ISPs and especially DNS servers can keep tons of data about their users and store information about which IP addresses made original requests to any hostname on the Internet. If your public DNS provider is able to monitor and store this information in their servers forever, then you invite the huge risk of a DNS leak.
A DNS leak is the act of monitoring, storing and filtering your DNS traffic at ISP level -- by inspecting the public DNS servers you use to resolve internet hostnames into IP addresses.
Here’s how it works:
- Open up your browser.
- Type “Twitter.com”.
- At this point, your ISP DNS servers will store a record in their servers with this activity:
- The originating computer IP (yours).
- The target hostname.
- The target server IPs.
In other words, a DNS leak is a security problem between your computer and the DNS resolvers, one that affects your online privacy because all queries are sent using an unencrypted DNS request over the network.

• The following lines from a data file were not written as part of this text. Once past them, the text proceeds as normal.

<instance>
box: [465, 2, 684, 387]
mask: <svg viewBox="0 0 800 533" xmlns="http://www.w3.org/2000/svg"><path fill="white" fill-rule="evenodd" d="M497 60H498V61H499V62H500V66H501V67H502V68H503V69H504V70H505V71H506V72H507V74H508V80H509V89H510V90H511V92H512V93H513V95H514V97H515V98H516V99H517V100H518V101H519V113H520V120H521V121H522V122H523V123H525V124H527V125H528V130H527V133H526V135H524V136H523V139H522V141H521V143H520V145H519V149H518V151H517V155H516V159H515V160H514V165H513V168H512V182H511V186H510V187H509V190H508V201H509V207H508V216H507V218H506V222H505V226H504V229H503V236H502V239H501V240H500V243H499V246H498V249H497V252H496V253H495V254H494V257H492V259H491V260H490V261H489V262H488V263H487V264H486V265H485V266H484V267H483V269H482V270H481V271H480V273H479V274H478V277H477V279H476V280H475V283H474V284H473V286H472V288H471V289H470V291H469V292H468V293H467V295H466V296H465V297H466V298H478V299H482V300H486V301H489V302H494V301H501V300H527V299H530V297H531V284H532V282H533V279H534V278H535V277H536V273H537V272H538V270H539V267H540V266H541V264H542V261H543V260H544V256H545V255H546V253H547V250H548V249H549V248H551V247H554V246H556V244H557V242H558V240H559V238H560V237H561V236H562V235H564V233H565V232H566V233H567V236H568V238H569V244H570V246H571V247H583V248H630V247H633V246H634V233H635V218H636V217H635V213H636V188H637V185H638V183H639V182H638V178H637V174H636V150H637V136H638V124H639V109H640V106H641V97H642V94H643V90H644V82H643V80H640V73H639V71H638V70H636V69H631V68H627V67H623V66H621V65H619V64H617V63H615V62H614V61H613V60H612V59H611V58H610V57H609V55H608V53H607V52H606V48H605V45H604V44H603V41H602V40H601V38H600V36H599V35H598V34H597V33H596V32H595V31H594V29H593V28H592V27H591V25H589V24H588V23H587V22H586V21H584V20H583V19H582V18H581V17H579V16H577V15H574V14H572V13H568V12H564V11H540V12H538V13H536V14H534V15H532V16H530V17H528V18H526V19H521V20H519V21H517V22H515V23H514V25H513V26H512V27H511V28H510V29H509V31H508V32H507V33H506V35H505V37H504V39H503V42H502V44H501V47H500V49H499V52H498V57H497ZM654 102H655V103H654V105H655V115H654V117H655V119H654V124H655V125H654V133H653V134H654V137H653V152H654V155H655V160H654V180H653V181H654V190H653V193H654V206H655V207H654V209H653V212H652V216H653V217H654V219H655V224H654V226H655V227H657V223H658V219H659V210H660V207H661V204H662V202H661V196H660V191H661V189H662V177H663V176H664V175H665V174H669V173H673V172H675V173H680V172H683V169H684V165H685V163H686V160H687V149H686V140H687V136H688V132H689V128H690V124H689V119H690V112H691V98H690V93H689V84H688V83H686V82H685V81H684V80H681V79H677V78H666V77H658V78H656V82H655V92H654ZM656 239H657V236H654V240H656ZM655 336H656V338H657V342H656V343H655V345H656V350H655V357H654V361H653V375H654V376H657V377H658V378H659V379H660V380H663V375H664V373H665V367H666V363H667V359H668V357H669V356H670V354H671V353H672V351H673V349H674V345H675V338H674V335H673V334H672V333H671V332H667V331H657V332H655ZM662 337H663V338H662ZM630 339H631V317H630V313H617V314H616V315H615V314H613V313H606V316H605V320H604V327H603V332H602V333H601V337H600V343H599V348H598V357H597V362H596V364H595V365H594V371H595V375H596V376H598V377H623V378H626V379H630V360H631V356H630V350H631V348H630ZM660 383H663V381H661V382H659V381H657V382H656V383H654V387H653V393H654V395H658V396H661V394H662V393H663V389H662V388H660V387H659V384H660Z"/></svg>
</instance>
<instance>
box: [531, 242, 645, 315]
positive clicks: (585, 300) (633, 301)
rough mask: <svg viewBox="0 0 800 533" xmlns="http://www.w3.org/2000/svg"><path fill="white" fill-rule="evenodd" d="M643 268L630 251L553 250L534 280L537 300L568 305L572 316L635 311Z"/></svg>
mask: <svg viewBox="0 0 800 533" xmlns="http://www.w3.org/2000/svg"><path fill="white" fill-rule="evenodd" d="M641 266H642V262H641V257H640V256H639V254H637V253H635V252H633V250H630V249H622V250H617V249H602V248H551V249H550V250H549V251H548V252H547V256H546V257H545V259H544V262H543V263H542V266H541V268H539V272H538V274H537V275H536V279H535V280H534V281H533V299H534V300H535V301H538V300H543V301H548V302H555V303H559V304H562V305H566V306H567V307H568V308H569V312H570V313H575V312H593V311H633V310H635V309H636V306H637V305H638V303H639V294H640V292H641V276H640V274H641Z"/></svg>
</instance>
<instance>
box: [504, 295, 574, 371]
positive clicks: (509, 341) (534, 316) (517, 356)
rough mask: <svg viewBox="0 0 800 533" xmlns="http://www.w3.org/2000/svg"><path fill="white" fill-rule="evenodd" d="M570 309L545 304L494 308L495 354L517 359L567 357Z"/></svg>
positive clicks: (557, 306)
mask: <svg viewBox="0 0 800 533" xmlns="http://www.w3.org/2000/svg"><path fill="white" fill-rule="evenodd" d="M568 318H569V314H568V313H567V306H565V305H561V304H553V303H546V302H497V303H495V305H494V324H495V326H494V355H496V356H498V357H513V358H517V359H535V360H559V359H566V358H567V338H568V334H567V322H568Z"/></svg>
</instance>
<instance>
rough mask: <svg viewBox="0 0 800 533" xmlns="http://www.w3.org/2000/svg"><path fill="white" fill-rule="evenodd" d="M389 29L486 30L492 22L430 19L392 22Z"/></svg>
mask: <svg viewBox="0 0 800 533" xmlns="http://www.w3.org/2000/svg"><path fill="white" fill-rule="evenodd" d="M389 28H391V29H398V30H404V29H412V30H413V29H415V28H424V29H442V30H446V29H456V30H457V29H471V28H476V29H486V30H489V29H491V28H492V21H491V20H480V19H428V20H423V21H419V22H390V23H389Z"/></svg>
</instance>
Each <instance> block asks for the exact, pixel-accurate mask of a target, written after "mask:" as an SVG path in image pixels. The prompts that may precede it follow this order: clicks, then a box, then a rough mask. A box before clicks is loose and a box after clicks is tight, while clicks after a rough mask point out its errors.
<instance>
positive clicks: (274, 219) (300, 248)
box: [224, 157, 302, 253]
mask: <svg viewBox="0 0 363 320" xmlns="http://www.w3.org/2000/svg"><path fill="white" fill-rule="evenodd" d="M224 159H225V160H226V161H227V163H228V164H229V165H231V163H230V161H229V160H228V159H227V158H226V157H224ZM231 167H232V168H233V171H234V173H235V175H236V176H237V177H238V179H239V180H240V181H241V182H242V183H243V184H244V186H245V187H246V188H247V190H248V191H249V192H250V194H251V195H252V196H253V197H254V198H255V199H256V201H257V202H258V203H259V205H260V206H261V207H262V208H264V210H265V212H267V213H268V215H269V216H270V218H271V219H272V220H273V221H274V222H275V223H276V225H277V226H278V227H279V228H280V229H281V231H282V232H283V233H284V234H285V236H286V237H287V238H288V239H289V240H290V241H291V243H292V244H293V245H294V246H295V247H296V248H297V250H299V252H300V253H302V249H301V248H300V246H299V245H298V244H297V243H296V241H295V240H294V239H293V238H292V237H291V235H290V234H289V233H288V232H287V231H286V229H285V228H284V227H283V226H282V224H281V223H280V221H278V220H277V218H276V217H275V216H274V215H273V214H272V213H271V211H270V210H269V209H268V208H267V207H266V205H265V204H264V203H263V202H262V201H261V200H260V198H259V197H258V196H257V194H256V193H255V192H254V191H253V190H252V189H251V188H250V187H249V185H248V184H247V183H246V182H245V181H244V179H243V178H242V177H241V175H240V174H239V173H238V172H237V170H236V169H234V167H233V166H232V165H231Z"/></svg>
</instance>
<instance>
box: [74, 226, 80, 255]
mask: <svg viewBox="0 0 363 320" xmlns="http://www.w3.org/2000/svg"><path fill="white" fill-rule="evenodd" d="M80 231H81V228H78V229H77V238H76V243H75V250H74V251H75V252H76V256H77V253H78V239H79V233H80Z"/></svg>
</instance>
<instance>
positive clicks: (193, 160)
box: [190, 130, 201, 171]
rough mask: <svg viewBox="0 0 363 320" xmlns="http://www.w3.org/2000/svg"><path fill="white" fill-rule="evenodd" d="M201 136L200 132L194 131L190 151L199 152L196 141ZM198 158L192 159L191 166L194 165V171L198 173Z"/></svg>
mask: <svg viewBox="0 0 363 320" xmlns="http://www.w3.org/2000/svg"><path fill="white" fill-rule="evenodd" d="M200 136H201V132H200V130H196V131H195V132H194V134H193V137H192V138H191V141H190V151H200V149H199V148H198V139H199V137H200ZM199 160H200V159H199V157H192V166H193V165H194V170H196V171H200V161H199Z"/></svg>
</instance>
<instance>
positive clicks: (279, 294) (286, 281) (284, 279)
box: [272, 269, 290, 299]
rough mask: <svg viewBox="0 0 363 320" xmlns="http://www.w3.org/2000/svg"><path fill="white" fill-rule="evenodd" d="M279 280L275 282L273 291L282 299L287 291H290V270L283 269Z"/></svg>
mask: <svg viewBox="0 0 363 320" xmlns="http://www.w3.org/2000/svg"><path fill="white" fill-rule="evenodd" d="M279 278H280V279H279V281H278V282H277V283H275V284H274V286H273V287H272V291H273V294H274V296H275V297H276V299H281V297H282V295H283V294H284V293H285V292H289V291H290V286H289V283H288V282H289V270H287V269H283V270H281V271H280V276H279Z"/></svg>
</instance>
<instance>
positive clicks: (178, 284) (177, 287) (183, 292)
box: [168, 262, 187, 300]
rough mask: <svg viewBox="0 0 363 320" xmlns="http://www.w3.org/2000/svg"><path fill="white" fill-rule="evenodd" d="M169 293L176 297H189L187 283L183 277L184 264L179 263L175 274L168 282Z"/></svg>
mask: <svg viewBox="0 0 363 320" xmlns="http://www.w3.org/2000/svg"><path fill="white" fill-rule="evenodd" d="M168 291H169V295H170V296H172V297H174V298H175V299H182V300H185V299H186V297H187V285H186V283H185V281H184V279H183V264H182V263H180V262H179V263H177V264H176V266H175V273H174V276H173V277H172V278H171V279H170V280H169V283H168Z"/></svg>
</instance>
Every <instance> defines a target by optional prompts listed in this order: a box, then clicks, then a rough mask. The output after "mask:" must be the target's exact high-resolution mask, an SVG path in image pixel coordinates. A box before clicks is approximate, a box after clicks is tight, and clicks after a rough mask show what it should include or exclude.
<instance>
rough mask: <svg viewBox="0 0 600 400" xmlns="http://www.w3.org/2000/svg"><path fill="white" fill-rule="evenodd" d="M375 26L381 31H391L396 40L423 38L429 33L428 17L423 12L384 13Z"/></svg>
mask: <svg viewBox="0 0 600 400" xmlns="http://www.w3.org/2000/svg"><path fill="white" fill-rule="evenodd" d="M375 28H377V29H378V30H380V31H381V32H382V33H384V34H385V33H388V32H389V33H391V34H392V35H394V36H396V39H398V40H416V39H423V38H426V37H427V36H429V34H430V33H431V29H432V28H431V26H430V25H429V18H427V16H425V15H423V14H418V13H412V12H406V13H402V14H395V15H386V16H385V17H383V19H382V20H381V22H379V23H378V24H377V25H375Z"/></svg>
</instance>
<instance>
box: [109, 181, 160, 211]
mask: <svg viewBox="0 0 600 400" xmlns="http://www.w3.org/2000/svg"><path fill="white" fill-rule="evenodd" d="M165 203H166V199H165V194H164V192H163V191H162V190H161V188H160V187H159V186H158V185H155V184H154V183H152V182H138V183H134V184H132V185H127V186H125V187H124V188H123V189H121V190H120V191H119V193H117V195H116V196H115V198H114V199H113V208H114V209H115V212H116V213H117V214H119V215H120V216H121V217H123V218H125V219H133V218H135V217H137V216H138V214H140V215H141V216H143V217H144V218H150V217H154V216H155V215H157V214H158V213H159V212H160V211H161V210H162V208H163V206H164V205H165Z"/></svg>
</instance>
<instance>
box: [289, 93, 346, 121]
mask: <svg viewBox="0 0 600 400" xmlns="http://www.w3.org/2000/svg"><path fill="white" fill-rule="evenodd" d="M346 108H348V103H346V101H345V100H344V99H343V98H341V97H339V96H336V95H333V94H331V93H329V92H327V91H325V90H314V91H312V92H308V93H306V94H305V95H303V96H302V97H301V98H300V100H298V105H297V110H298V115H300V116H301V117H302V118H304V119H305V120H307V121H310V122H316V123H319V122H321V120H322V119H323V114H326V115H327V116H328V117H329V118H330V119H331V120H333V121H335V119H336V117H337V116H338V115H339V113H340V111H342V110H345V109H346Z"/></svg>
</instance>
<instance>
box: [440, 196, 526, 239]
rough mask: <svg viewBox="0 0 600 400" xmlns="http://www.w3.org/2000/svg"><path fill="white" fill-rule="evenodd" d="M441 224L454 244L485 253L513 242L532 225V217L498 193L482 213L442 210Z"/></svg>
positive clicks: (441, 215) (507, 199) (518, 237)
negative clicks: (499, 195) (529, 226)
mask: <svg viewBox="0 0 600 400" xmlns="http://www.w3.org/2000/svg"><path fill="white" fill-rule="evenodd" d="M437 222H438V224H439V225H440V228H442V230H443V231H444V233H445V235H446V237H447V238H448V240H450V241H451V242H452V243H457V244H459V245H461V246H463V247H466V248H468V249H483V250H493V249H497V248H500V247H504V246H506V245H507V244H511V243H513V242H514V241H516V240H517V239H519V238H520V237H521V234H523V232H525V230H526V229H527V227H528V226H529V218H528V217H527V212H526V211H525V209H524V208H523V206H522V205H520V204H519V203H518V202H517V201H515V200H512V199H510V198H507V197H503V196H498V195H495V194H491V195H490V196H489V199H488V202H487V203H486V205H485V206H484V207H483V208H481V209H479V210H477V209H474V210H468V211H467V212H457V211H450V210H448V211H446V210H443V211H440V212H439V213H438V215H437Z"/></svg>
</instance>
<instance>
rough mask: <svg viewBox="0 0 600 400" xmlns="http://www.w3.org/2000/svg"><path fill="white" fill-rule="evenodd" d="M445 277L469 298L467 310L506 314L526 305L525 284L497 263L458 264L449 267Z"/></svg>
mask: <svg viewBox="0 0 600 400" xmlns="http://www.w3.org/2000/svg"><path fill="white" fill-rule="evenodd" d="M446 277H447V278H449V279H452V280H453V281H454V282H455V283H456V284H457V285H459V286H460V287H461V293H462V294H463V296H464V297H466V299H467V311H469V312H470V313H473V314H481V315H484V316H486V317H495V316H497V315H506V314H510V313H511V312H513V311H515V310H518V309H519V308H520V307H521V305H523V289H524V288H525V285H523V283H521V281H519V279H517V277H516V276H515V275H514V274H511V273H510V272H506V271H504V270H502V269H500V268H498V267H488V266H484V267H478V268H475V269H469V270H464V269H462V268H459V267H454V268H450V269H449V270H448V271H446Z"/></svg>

In a world with net neutrality, users shouldn’t be worried about whether their browsing activity is being inspected or not. As a user, you should have the freedom to browse and contact different kinds of websites and online services without any concern about DNS leaks.
That is no longer the case. But even if net neutrality is over, there are ways to prevent DNS surveillance activity.
How can I prevent DNS leaks?
Is there any way to avoid DNS leaks? Let’s find out.
Use a VPN service, your own or from a third party
One of the most popular ways to avoid a DNS leak is by using a VPN server.
VPN (Virtual Private Network) services allow you to set up a private tunnel between your computer and the Internet. This way, you can connect to the VPN server, and then start browsing anonymously without revealing your origin IP.
While the main goal of VPN servers is to hide your real IP address and encrypt your traffic, not all VPN providers can ensure this. Many VPNs are in fact vulnerable to DNS leaks. Always double check the VPN features before choosing your next provider, and ensure they will not allow any DNS leaks.